Key players: Nation-states, hacktivists, and cyber mercenaries

The primary players in cyberwarfare are nation-states: governments that use cyber operations to advance national objectives. In practice, nation-state activity can include both official government units (for example, within intelligence, security, or military structures) and state-linked actors who operate with government direction, support, or tolerance.

Such actors are state-sponsored hacking groups: teams assessed to work for, or closely alongside, a government. They are typically organized around long-term state objectives and may operate either inside government institutions or through affiliated networks that support government priorities.

These groups are often described as advanced persistent threats (APTs), a term referring to adversaries that pursue objectives over extended periods, adapt to defenders, and seek to maintain access to execute their objectives.

States may also turn to cyber mercenaries: commercial providers that sell offensive cyber capabilities or services to clients, often including government agencies. These firms operate as private businesses, but their work can serve state objectives when governments purchase, contract, or otherwise rely on their capabilities.

Beyond state-directed and commercially hired actors, cyber conflicts can also involve hacktivists: individuals or groups motivated primarily by political, ideological, or social causes rather than profit. Hacktivist activity is often framed as activism, but it can still escalate tensions or contribute to conflict dynamics when it targets states or state-linked interests.

Learn more: Read our detailed guide on nation-state cyber actors: who they are and why they matter.

Types of cyberwarfare attacks

Cyberattacks are carried out for a broad and shifting set of objectives, so there is no universally fixed list of “types of cyberwarfare.” However, several goals and techniques recur frequently in state conflict and state-linked activity.

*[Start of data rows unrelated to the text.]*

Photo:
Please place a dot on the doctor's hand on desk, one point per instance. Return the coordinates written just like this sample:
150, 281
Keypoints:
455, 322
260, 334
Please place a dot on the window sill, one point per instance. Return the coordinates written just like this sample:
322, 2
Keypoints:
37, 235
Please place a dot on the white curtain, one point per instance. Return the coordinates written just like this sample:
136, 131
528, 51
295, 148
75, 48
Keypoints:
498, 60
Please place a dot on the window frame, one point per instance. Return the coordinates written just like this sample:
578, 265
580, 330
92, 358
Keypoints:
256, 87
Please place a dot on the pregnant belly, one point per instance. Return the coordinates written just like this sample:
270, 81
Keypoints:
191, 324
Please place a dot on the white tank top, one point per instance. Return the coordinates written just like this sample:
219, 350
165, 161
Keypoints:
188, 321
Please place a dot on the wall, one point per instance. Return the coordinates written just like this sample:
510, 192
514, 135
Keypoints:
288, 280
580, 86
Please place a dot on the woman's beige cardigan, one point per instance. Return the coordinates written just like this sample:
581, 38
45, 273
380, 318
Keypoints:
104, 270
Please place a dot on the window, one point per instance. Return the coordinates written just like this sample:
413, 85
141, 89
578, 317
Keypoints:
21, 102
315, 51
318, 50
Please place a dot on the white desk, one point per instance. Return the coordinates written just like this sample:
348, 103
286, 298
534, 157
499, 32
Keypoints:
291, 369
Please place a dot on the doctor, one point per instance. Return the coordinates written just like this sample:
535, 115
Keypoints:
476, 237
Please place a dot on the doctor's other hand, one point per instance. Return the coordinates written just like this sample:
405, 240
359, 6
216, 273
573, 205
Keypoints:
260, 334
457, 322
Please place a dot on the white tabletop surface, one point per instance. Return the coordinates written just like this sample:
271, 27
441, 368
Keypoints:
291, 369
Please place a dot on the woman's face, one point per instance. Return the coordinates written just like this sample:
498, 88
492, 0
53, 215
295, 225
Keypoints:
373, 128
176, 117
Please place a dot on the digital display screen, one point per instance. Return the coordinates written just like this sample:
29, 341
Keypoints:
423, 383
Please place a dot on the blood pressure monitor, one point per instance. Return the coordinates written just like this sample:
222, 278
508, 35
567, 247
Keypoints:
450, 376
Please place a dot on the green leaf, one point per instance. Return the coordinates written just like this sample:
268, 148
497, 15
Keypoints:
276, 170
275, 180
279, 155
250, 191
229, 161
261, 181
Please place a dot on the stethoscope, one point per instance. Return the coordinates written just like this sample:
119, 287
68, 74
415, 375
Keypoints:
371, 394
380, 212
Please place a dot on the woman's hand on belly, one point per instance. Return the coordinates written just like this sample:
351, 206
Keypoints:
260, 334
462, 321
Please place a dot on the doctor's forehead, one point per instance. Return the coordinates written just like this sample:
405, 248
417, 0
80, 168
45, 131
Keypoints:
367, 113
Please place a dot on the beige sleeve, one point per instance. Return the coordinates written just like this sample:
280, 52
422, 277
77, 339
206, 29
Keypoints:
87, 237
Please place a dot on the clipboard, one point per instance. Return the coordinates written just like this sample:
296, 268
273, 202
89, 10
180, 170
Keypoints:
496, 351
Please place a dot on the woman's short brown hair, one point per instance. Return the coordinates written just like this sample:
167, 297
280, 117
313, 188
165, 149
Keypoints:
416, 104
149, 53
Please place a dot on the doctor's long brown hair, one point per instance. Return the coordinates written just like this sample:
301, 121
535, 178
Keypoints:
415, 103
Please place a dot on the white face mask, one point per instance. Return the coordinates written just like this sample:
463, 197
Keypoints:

Espionage and surveillance

Espionage focuses on covert access to sensitive information to gain strategic, political, military, or economic advantage. It commonly targets government, defense, and high-value industrial or research organizations and can involve prolonged access to monitor activity and collect data.

Techniques often associated with cyber espionage include exploiting previously unknown vulnerabilities (zero-day attacks), intercepting communications, and deploying surveillance-oriented malicious code.

Sabotage and infrastructure disruption

Sabotage aims to create operational effects by degrading, disabling, or manipulating systems that support real-world processes and essential services, rather than primarily collecting information.

Industrial control systems and other operational technology (OT) are important targets in this category because they support critical infrastructure and have unique constraints (performance, reliability, and safety) that can make security upgrades harder to implement without operational tradeoffs.

Disruption of OT environments can cause service outages, force shutdowns, or create unsafe system conditions, with cascading economic and societal consequences when essential services are affected.

Denial-of-service (DoS) and distributed DoS (DDoS)

A denial‑of‑service (DoS) attack attempts to overwhelm a network or system so it can’t handle legitimate traffic. In a distributed DoS (DDoS) attack, attackers use botnets (large networks of compromised devices) to send floods of traffic from multiple sources.

These network attacks can cause outages that last for extended periods of time, while the DDoS campaign itself can be perpetuated for months or even years and be powered by a massive web of bots.

Propaganda and psychological operations

Information operations aim to shape how audiences understand events, make decisions, or trust institutions. Online platforms can amplify these efforts by enabling rapid, wide distribution of messages, targeted outreach to specific communities, and coordinated amplification, sometimes through networks that misrepresent who is behind the activity.

Economic disruption and data theft

Some cyber operations focus on damaging economic activity or extracting valuable data through theft of financial information, disruption of business operations, or interference with supply chains and market-related systems.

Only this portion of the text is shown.